Hercule Poirot, une vie (extrait)

Xavier Mauméjean et André-François Ruaud travaillent en ce moment d’arrache-pied (ou plutôt, d’arrache-clavier) sur la rédaction finale de Hercule Poirot, une vie, la version ô combien réécritre, augmentée et pour tout dire définitive, de leur biographie du grand détective d’Agatha Christie. Ce fort volume sortira en octobre dans la Bibliothèque rouge. En attendant, un extrait du chapitre 7, « Un duo et quelques bals »…

Bien souvent, au cours de leurs années de collaboration, Poirot ne pourra s’empêcher d’être cassant, ironique, ou tout simplement un peu moqueur, envers son acolyte. À la fin de l’enquête, Hastings excédé par les manipulations de Poirot se fâche et décide de bouder. Il faut dire que le capitaine Hastings n’a pas toujours la placidité d’un Watson, et que le détective belge ne possède pas la lascive hauteur d’un Holmes pour asséner des sarcasmes. Leur différence d’âge, de nationalité, et donc de culture, ne facilite pas toujours leurs échanges. Mais surtout, c’est la nature même de leur expérience qui peut les diviser et les rendre irritables : après tout, Hercule Poirot a déjà toute une carrière policière derrière lui et il trouve obligé de repartir de zéro, déraciné et économiquement assez précaire. Hastings de son côté fait partie des soldats amochés par la guerre, psychologiquement ébranlé et socialement déclassé. Indécis, souvent d’une grande naïveté, le capitaine est un garçon très peu sûr de lui.
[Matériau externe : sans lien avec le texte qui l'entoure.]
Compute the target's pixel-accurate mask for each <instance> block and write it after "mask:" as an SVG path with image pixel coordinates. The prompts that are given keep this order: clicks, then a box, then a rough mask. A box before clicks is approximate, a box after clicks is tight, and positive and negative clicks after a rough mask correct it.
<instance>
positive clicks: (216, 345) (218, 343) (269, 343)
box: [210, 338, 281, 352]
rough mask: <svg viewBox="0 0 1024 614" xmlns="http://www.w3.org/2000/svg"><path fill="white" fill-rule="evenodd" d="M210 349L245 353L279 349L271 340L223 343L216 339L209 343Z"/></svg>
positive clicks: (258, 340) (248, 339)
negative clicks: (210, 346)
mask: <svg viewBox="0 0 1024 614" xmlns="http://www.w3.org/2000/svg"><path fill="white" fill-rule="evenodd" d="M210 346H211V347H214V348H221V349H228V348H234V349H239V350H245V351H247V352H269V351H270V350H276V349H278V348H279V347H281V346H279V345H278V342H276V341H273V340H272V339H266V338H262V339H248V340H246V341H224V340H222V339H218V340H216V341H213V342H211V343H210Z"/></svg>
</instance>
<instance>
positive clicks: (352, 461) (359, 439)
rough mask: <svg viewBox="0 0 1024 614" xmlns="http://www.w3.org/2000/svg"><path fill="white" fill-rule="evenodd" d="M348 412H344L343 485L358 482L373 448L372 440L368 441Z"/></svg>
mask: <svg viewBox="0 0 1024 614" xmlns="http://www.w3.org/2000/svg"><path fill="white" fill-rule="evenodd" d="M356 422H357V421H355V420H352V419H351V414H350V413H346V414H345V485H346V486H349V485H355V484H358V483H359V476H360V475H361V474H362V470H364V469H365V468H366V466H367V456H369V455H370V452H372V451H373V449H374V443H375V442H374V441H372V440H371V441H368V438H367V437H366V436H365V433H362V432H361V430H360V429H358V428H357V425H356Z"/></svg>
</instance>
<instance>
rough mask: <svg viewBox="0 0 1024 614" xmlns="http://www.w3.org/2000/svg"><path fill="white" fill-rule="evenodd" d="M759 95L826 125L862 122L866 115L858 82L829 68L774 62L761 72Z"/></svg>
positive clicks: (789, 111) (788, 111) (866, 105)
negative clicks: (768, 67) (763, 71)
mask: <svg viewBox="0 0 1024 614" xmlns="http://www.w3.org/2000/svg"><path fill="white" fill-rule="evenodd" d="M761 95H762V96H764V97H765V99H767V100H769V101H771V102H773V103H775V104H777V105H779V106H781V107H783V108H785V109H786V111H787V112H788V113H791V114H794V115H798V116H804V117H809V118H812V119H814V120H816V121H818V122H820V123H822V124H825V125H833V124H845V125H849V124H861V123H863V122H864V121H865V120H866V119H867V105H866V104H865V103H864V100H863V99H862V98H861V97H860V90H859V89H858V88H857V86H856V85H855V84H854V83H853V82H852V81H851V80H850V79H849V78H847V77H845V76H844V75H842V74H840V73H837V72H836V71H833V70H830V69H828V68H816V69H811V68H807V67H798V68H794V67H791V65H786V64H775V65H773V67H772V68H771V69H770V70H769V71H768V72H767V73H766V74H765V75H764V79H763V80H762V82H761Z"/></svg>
Il s’agit d’un phénomène qui modèlera les années 1920 : à la génération perdue des jeunes gens tués à la guerre, s’ajoutera celle des jeunes gens revenus brisés et celle de leurs cadets qui, privés d’aînés et n’ayant pas vécu la guerre, manquent de repères. Ces derniers seront en général surnommés les « Bright Young Things » ou « Bright Young People », les jeunes gens brillants. Ce dernier mot sert durant cette décennie de qualificatif passe-partout : est « brillant » ce qui est moderne, à la mode, vivace, « branché » dirions-nous aujourd’hui.

« Les mots ‘Bright Young People’ devinrent un label pour tous les jeunes de Grande Bretagne qui faisaient quelque chose d’un tant soit peu inhabituel. Étant donné que beaucoup des Bright Young People étaient artistes, quoique parfois d’une manière aussi mineure qu’inconséquente, leurs traces pouvaient se suivre à travers une large gamme de la vie culturelle britannique.[1] » Leur style, vif, affecté, d’extérieur impersonnel mais d’intérieur souvent très vulnérable, sera adopté par toute une génération. Une attitude faussement détachée qui cache mal une sensibilité exacerbée sous les oripeaux du snobisme et de la frivolité : Evelyn Waugh fera un portrait acide de ses amis dans le roman Vile Bodies (Ces corps vils, 1930), en travestissant leurs noms, tandis que l’une des plus célèbres des Bright Young Things, Nancy Mitford, brossera le tableau de toute cette époque dans le diptyque The Pursuit of Love (À la poursuite de l’amour, 1945) et Love in a Cold Climate (L’Amour dans un climat froid, 1949). D’autres portraits naitront encore sur les plumes aigües de George Orwell (Et vive l’Aspidistra ! [Keep the Aspidistra Flying], 1936) ou d’Henry Green (Party Going, 1945 — un auteur bien placé pour témoigner ainsi, puisqu’il s’agissait du nom de plume d’un des Bright Young People, Henry Yorke), tandis que P. G. Wodehouse se fera l’agent littéraire des absurdes jeunes gens du Drones Club, Bertie Wooster et compagnie.

Lord Peter Wimsey fréquentera un moment l’une des cliques « brillante », le groupe de Dian de Momerie[2]. Plus tard, l’on écrira de cet autre détective typique des jeunes gens brillants, Albert Campion, que : « Il appartenait à la génération d’après-guerre, cette génération particulière qui était trop jeune pour une guerre et très prématurément trop vieux pour la suivante. C’était la génération qui avait ramassé les morceaux après l’holocauste qu’avaient provoqué ses aînés, pour voir son courageux nouveau monde maussadement brisé à nouveau par ses jeunes frères. Son âge était celui qui n’avait jamais connu l’illusion, la génération à l’humour noir[3] ». Mais sans attendre, le jeune Evelyn Waugh avait déjà eu ses mots prophétiques, dans un éditorial pour le journal de son école : « Ils ne formeront pas une génération heureuse. »



[1] D. J. Taylor, op. cit.

[2] Dorothy L. Sayers, Murder Must Advertise (Lord Peter et l’autre, 1933).

[3] Margery Allingham, Traitor’s Purse (1941).